I walked through indelibly-formed words from “Knowing God,” sentences and even paragraphs that I have read and read again— even memorizing over time because I have read them so often —that I have lived by and with. His deep insights into the nature of wisdom, into the heartaches of life in the world, into the ways that we stumble over knowing how we should live, into the sorrows of everyone’s heart, and into the great grace of being truly known, all have been written into my very being.
But I also remembered when as a young man I traveled far to hear him speak at a gathering of true Catholics, true Orthodox, and true Protestants, each one committed to “mere Christianity” from within the richness of their theological traditions.

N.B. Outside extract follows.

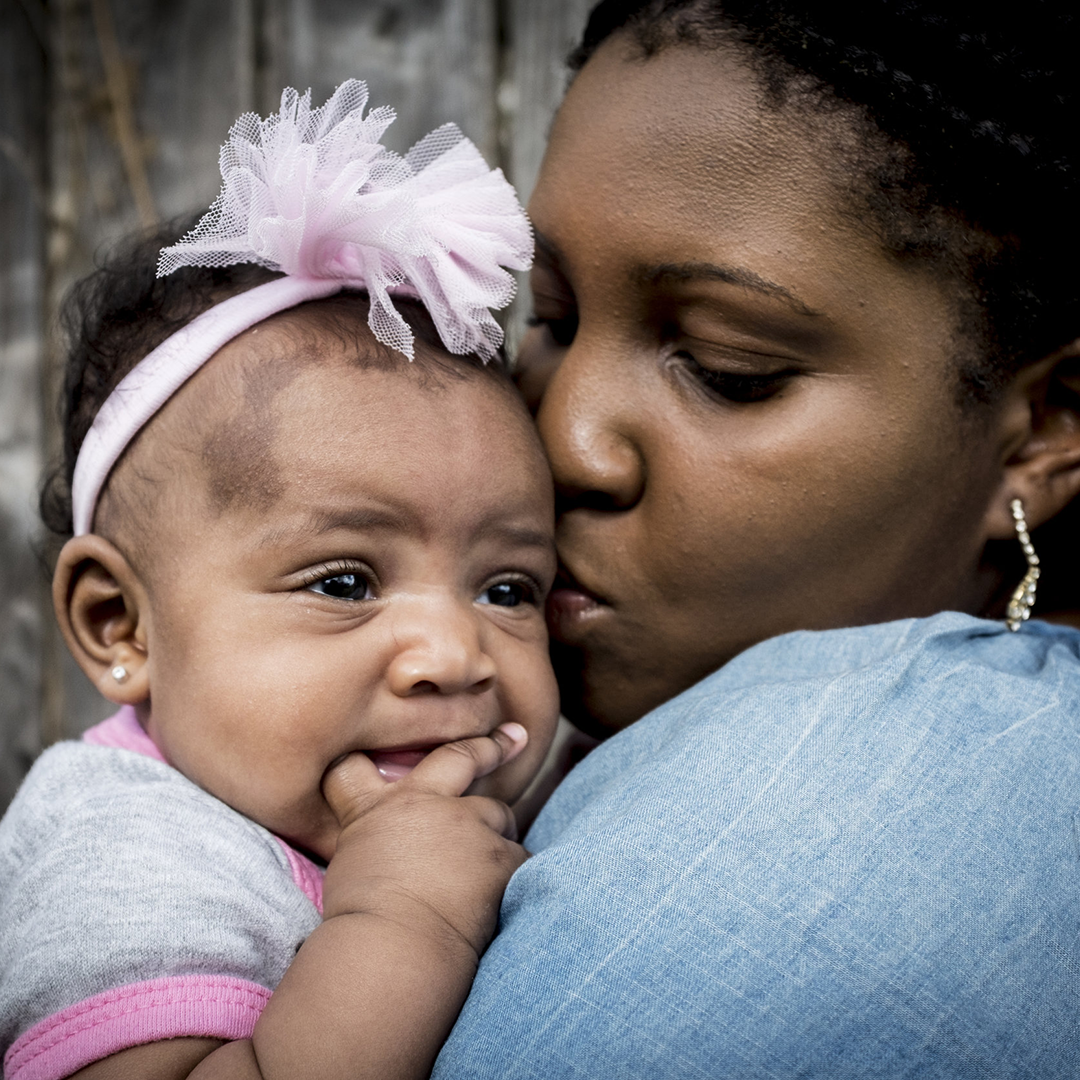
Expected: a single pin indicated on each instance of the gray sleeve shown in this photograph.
(116, 869)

It was an unusual, even extraordinary time. One morning it was announced that the plenary address for the afternoon’s major session on the challenge of the authority of Scripture within the Catholic Church could not be delivered by the planned-for speaker, a distinguished Catholic scholar, because of illness, but that they were glad to announce that “our good friend, J.I. Packer will speak.” And he did, with great knowledge of a world that was not his as a Protestant and Puritan, but one that he knew as from the inside. That he was trusted by the Catholics to speak for them was very impressive to me; I was astounded, and everyone was graced.
A year later I was driving him somewhere, after having been together for the morning in a session with social and cultural leaders from throughout the city—each having come at my invitation for the privilege of spending a Saturday morning with J.I. Packer—I asked him about his participation in the conference a year earlier. Why were you there? Why did being there matter to you? Of all the words I have heard in the years since then, I remember as if it was this morning him telling me that the older he got the more committed he was to entering into places with people where “a true knowledge of God in Christ was the center.” The words struck me, but it was that he gave flesh to the words that transformed me; I saw them incarnate in his life—and I have lived my life differently because of that.

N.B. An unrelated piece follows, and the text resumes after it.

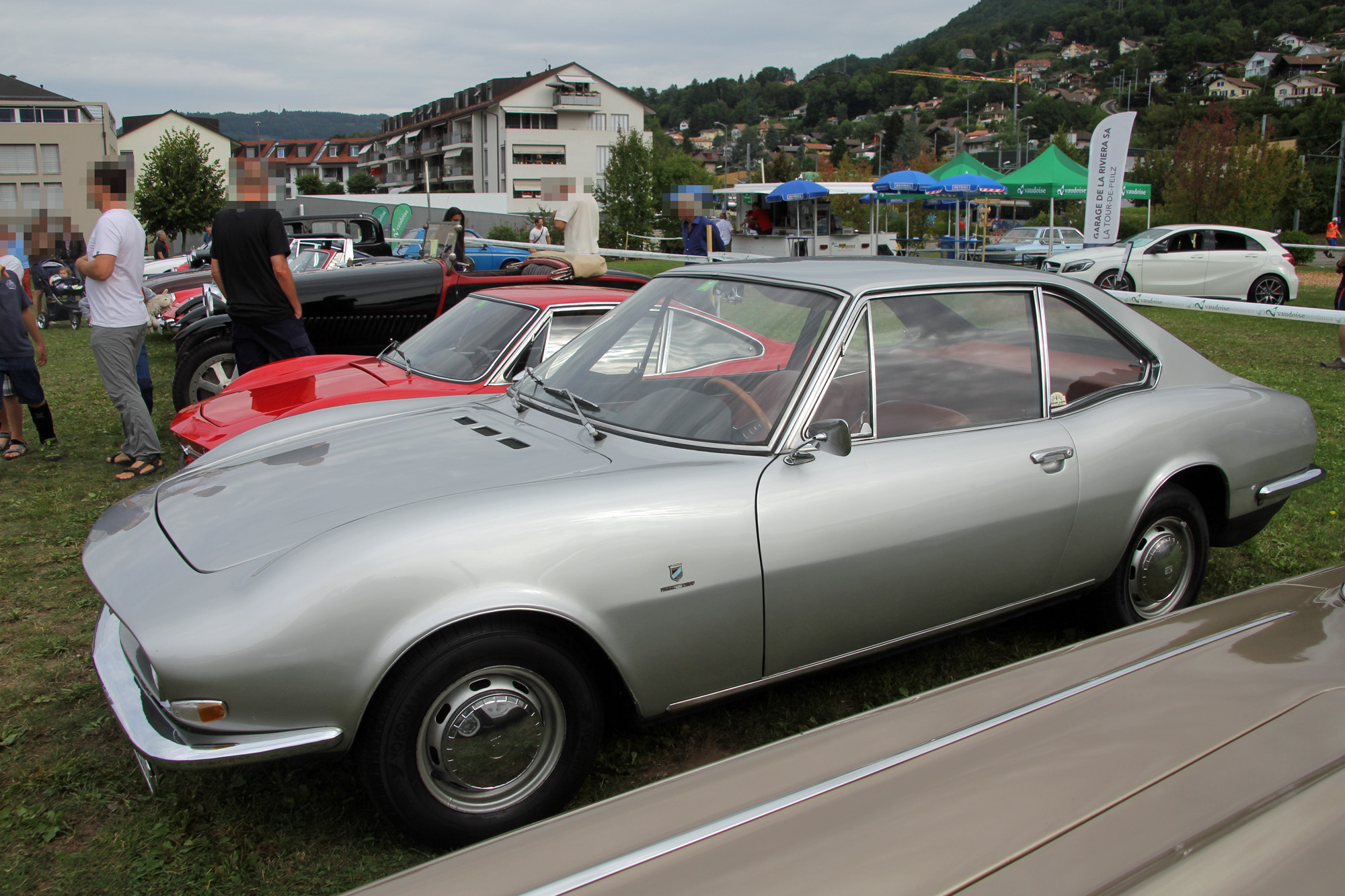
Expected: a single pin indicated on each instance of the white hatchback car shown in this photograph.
(1190, 260)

I reminded him of my invitation to him years earlier to speak in a major gathering for students and their professors on the relationship of “knowing to doing” within the academic world—“Philosophers have interpreted the world in various ways; the point is to change it”—and the profound insight he had into that challenge, eloquently setting forth a rich vision of vocation for those whose labors were within the academy. That he was such a gifted translator, knowing what he knew and able to communicate it far and wide, has deeply affected my own sense of calling.

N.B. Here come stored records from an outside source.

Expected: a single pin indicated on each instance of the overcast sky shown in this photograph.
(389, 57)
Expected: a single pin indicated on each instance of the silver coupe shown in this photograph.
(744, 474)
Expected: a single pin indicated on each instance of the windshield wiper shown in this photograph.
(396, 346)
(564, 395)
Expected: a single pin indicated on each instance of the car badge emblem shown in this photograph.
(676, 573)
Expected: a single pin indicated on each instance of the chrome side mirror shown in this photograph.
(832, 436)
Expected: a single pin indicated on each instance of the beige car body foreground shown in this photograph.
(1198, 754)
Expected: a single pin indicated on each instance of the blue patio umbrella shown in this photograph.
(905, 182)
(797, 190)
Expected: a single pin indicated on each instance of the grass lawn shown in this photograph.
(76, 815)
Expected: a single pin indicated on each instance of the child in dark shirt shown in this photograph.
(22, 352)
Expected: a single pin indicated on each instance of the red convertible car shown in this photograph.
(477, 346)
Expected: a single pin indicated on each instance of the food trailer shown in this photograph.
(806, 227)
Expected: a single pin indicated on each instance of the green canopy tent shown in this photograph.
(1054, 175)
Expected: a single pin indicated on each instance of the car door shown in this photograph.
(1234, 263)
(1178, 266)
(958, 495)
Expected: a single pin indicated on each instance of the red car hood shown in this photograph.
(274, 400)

And I smiled in telling him that I remembered having him in our home a long time ago, having invited some folks who would proverbially “die” for the gift of spending a lingering lunch with J.I Packer. To my surprise he knew each person’s name within a few minutes, speaking personally to everyone, making sure that each one knew he or she was known. In his own life he lived the conviction that “knowing” was not the same as “knowing about,” and I have not forgotten.
The stories went on because I wanted him to know that his gift to me of “over the shoulder, and through the heart” learning was woven into the very reason I was there that day, entering into days alongside him, speaking about things that mattered to all of us. I was not him and was never going to be. But me being me was somehow blessed because he had gracefully been my teacher, allowing me to “come and see” what it meant to know God, and to know the world made by God. That is the truest teaching for everyone everywhere.
As I said to him that day, “thank you seems small”—but it was from my heart, and today it still is.